The retired judge also claimed that no government in the past 15 years made an effort for the recovery of missing persons.
“In Balochistan, there are merely 131 cases regarding missing persons being heard,” Justice Iqbal said, adding that, in a number of instances, the commission had found that people are picked up by rival tribes due to personal enmity.
He also mentioned that after an inquiry was made, at least eight people who were said to be missing from Balochistan were found to be “happily running their businesses in Parachinar.”
He added: “When Bramdagh Bughti, Herbyar Marri and Khairbux Marri left the country, they took hundreds of men with them. To date we haven’t even been able to find out how many of our people are jailed in neighbouring countries.”
Justice Iqbal claimed that there are also a number of people from Balochistan and Khyber Pakhtunkhawa who are jailed in Paktia and Nangarhar in Afghanistan.
“When a country has the beggar’s bowl in one hand, its neighbours tend to interfere in internal matters.
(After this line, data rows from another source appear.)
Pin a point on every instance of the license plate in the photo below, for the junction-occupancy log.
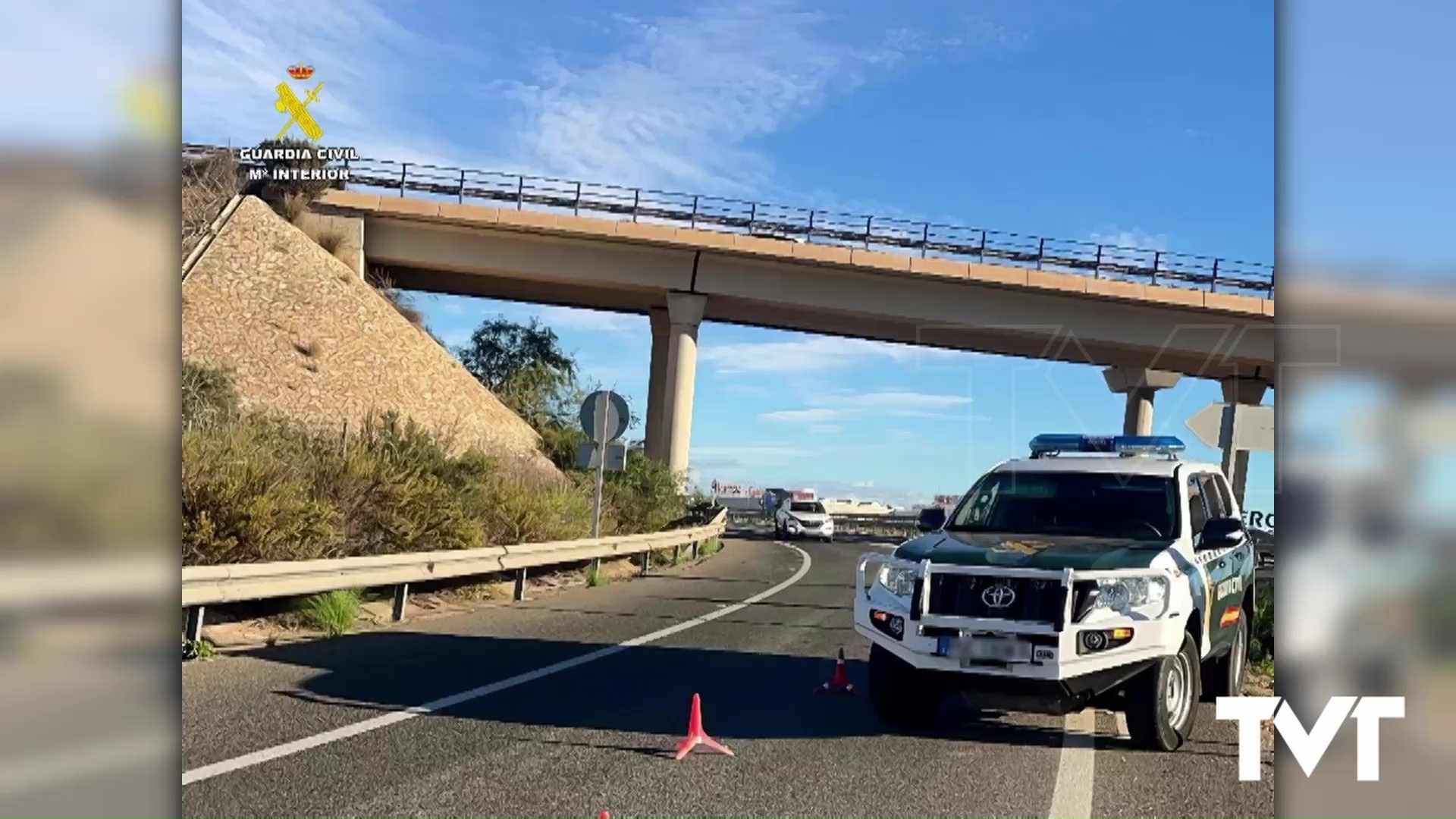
(998, 649)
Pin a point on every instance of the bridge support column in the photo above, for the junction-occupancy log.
(655, 442)
(685, 314)
(1139, 385)
(1241, 390)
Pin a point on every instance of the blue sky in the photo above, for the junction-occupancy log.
(1149, 124)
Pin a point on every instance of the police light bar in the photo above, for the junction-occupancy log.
(1053, 444)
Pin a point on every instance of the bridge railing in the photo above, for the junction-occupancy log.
(210, 585)
(805, 224)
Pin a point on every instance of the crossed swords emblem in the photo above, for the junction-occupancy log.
(297, 111)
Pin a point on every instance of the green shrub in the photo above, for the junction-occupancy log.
(332, 613)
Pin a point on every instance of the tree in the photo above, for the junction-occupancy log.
(526, 368)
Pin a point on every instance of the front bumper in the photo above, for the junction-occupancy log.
(910, 632)
(800, 529)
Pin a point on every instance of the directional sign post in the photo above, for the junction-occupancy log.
(604, 417)
(1237, 428)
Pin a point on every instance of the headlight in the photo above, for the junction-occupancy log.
(899, 582)
(1144, 596)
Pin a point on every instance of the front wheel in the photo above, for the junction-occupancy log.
(1163, 703)
(903, 695)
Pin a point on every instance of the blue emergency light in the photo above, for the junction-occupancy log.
(1056, 444)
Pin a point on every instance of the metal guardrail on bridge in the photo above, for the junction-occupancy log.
(207, 585)
(804, 224)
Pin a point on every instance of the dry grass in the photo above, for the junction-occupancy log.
(331, 240)
(291, 207)
(207, 186)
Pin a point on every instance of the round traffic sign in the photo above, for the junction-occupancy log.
(604, 416)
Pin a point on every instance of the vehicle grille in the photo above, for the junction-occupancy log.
(962, 595)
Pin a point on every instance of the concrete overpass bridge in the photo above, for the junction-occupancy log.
(1149, 316)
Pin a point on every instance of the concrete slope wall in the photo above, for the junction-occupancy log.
(305, 337)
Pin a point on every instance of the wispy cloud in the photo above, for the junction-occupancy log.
(739, 457)
(808, 354)
(1133, 238)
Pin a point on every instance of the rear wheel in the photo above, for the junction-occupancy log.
(1163, 703)
(903, 695)
(1225, 675)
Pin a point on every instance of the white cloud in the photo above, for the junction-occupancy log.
(590, 321)
(1131, 240)
(801, 416)
(807, 354)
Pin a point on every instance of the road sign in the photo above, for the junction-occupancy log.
(1235, 426)
(604, 416)
(588, 457)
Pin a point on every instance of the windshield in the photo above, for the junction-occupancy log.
(1072, 503)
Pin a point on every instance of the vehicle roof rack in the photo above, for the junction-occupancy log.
(1049, 445)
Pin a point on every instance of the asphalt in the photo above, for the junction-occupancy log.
(601, 735)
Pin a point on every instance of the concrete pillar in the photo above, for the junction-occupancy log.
(657, 385)
(1139, 385)
(685, 314)
(1241, 390)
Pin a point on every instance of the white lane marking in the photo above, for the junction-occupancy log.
(1072, 793)
(309, 742)
(73, 764)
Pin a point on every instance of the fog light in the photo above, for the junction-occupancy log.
(893, 626)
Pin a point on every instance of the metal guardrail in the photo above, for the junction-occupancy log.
(804, 224)
(207, 585)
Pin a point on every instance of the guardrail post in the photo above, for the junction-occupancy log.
(400, 601)
(194, 623)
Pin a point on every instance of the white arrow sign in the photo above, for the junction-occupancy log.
(1234, 426)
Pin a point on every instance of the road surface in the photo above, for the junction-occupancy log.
(571, 704)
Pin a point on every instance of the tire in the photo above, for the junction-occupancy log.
(1225, 675)
(905, 697)
(1163, 703)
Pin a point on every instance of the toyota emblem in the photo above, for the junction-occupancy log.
(999, 596)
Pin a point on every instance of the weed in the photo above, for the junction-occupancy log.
(332, 613)
(197, 649)
(595, 576)
(331, 240)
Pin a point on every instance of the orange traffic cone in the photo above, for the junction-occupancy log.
(840, 679)
(696, 735)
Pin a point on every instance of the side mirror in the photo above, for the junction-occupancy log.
(1222, 532)
(930, 519)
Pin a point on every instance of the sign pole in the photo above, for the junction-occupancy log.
(601, 468)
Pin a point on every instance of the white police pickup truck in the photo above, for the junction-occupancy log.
(1101, 572)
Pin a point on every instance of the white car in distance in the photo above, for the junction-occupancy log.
(802, 519)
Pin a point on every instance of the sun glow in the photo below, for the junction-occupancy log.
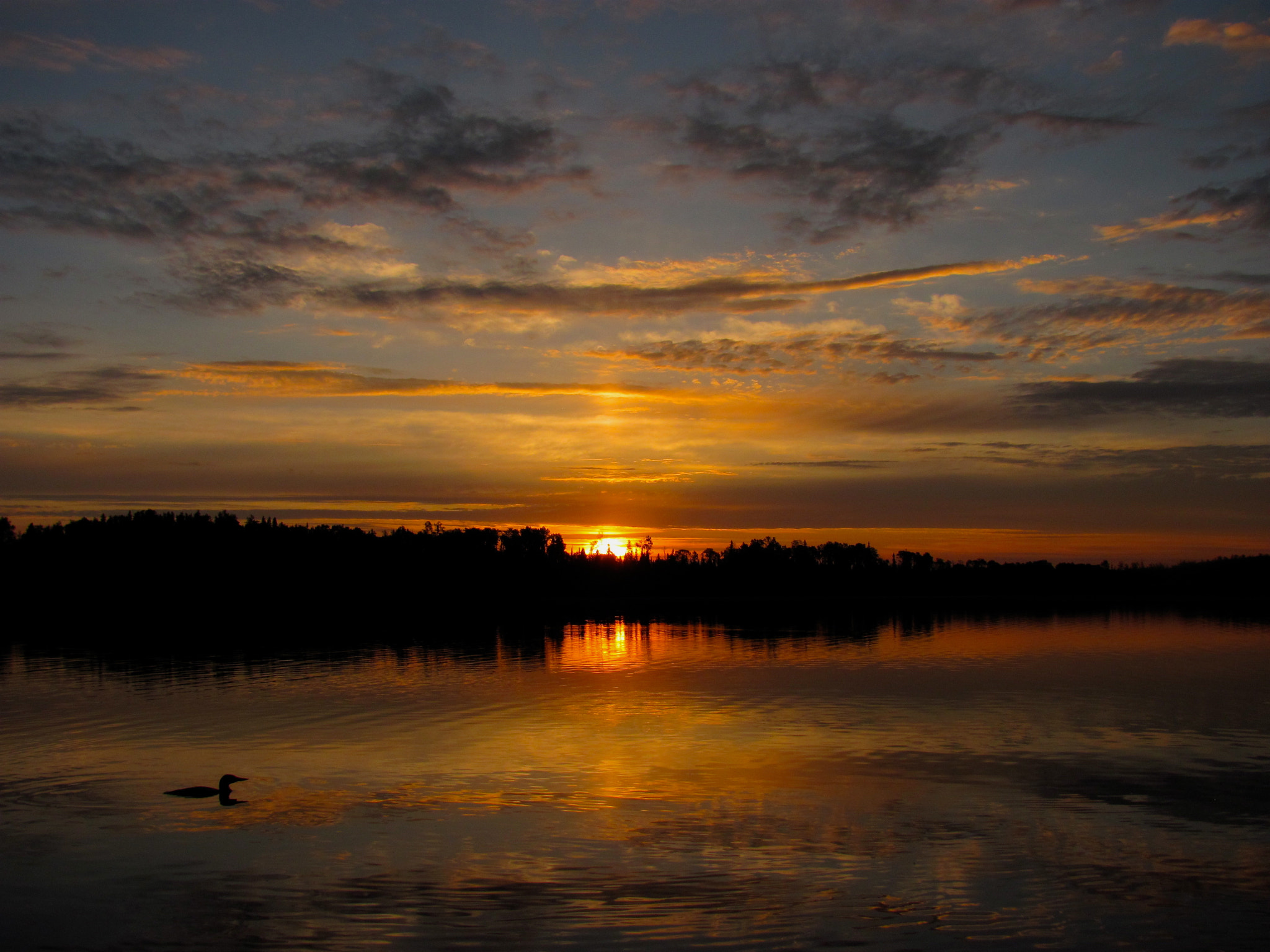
(610, 545)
We can’t even ask them how many of our people are jailed there. When we asked, we found out that even the Afghan government has no control over these prisons.”
Moving on to Sindh, the head of the commission said that out of 1,357 cases received from the province, the commission had taken care of 1,174 and 183 remain open.
“A majority of the cases in Sindh involve workers of the Muttahida Qaumi Movement (MQM),” Justice Iqbal told lawmakers, informing them that Justice Ghous Muhammad was overseeing cases pertaining to Sindh.
Criticising the parliament’s lack of initiative in the matter, Justice Iqbal said: “The job of parliamentarians is not to tie black bands around their arms; it is to bring legislation to safeguard the rights of citizens. They have still not made any laws [to facilitate recovery of missing persons].”
Upon this, Senator Usman Kakar took a line from Iqbal’s defence and retorted saying that the relevant information regarding the matter never reached the members of the assembly.